From the Rector…
I lost my keys…again. The Friday we left for the beach, I intentionally put my keys on the keyboard next to the back door so that I would know exactly where they were when we got back from our vacation. Or so I thought. On Sunday morning as I was heading out the door to church after a relaxing and refreshing week at the beach, I went to grab my keys only to discover they were not there. After thirty minutes of searching, I gave up, found an old set, and headed to church. When I got home that afternoon, I resumed the search but to no avail.
In the days since my return from vacation I have searched the house, the refrigerator, the bathrooms, the shed out back, both cars, my office, and just about everywhere else I could think. I prayed to St. Anthony, the patron saint of lost things and my number one ally in the heavenly cubicle office of saints, but still to no avail. The keys were either at the beach or lost for good.
Losing stuff is hard. There is a certain amount of frustration and even anxiety tied to losing something—especially if it is valuable, sentimental, or of a practical nature. Losing another person or a pet is heart rendering. I miss the small, golden cross my parents brought me from their trip to the Vatican years ago. I grieve the loss of my father—some days it is easier and other days it makes me want to pull the covers over my head and hide from the world, drowning in my own misery. Both are losses and yet the material ones cannot compare to the loss of a loved one or even the loss of the life of a stranger who lives a million miles away.
This past week, Maui has suffered the loss of both—homes and possessions as well as loved ones and friends. My heart grieves for them. For the loss of all that was once beautiful, for the laughter that will no longer be heard, for the calls of the wildlife that have been silenced forever. Maui will come back. Houses can be rebuilt. People will mourn and find a way forward. Wildlife will regenerate. But the loss will weigh heavy upon their hearts for some time to come.
I think the worse loss though, is when we’ve lost God. Or maybe when he has lost us. The parables of the lost coin, the lost sheep, and the lost son in scripture remind us that searching ends in rejoicing when that which was lost becomes found. That is true whether it is God seeking us or us seeking God. The determination with which we are willing to seek and the resilience to continue to search make the finding that much more important to us. God is the most resilient and determined of all—he will never stop seeking us no matter what.

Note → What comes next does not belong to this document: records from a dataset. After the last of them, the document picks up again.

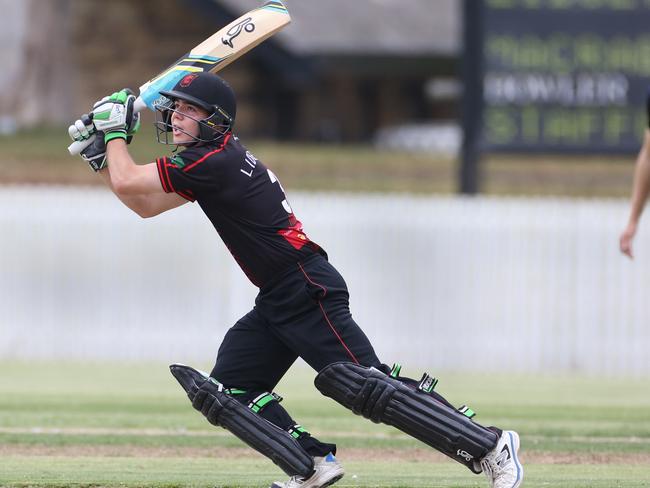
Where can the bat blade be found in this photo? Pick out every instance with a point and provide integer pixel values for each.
(220, 49)
(213, 54)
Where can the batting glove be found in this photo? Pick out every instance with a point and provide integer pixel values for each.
(95, 153)
(114, 116)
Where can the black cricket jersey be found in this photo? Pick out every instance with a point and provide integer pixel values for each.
(245, 202)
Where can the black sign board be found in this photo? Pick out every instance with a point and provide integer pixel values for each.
(565, 75)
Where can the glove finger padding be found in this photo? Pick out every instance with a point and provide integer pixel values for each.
(82, 129)
(114, 115)
(95, 153)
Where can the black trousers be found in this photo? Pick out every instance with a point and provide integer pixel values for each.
(304, 313)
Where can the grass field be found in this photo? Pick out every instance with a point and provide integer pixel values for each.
(40, 156)
(130, 425)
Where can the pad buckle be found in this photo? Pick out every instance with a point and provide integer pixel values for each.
(467, 412)
(427, 383)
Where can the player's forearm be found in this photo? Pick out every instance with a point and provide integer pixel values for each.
(641, 185)
(125, 175)
(138, 203)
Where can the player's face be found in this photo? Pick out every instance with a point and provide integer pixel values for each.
(185, 123)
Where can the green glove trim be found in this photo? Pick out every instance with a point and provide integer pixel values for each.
(102, 115)
(119, 97)
(117, 134)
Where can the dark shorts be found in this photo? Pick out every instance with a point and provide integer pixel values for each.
(306, 314)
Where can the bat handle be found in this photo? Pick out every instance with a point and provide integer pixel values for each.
(77, 146)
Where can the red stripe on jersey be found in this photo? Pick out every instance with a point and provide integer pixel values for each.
(294, 234)
(159, 164)
(219, 149)
(187, 195)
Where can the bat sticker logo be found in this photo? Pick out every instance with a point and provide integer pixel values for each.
(246, 25)
(188, 79)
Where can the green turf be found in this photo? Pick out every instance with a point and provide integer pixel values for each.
(140, 406)
(201, 472)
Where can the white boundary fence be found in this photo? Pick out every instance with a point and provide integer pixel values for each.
(527, 285)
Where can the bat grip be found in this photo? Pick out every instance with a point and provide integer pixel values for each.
(77, 146)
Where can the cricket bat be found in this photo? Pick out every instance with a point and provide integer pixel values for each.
(213, 54)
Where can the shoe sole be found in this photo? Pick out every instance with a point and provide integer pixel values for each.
(513, 439)
(329, 482)
(332, 481)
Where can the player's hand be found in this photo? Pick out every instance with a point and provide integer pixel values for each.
(114, 116)
(95, 153)
(625, 241)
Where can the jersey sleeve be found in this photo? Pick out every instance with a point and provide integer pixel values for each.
(186, 174)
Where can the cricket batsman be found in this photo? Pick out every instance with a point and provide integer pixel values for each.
(302, 309)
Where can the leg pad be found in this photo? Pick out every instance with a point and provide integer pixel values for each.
(380, 398)
(208, 397)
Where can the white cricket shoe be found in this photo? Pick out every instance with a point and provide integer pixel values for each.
(327, 471)
(501, 465)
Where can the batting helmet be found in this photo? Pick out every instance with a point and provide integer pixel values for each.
(207, 91)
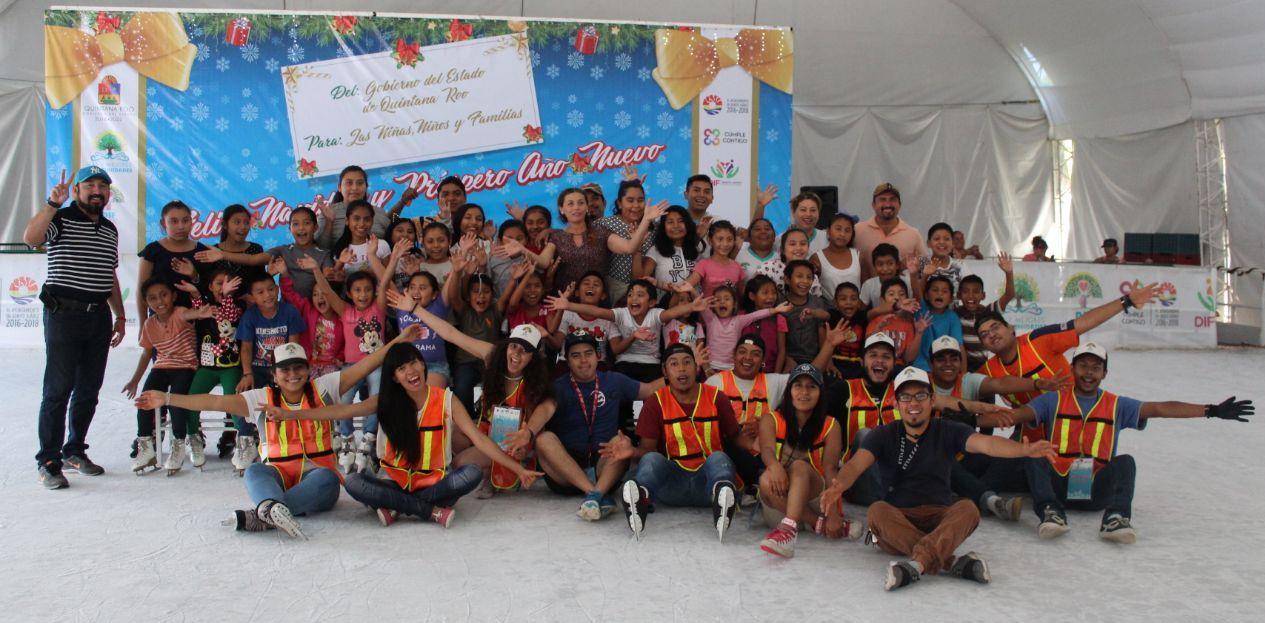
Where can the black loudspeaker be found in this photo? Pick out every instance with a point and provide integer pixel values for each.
(829, 203)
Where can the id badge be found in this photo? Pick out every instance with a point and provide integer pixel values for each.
(505, 421)
(1080, 479)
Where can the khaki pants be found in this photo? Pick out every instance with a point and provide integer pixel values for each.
(927, 534)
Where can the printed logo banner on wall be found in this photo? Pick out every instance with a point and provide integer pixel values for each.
(265, 109)
(1182, 315)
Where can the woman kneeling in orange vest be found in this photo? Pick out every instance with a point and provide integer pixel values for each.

Though I had given up any active searching for my keys, I remained in conversation with St. Anthony assuring him that I was willing to wait and trusted him to direct me to the keys when it was time. Sure enough, when I went out to pooper scoop the backyard a few days ago, I saw something silver glinting in the sunlight on the hill where Archie likes to take his afternoon naps. It was my church keys. I started diligently searching the backyard in hopes of finding my house keys. I even told St. Anthony I would be happy to discover them under a pile of poop. Fortunately, they were not under any poop, but on the ground right next to where I keep the pooper scooper.
Those two little mischievous basset hounds had stolen my keys off the keyboard and been playing with them in the backyard! I couldn’t even be angry because I was so excited to find the keys (and amused by the ingenuity and audacity of the Tweedles, Archie and Petunia). I quickly ran to share my joy with Steve who got a good laugh and rejoiced with me.
We all experience loss; that is a part of life. Those losses are not the end. Rejoicing will come even and especially when we face sorrow and regret. Search diligently and rejoice wildly. We have only this one life in which to discover all that God gives to us.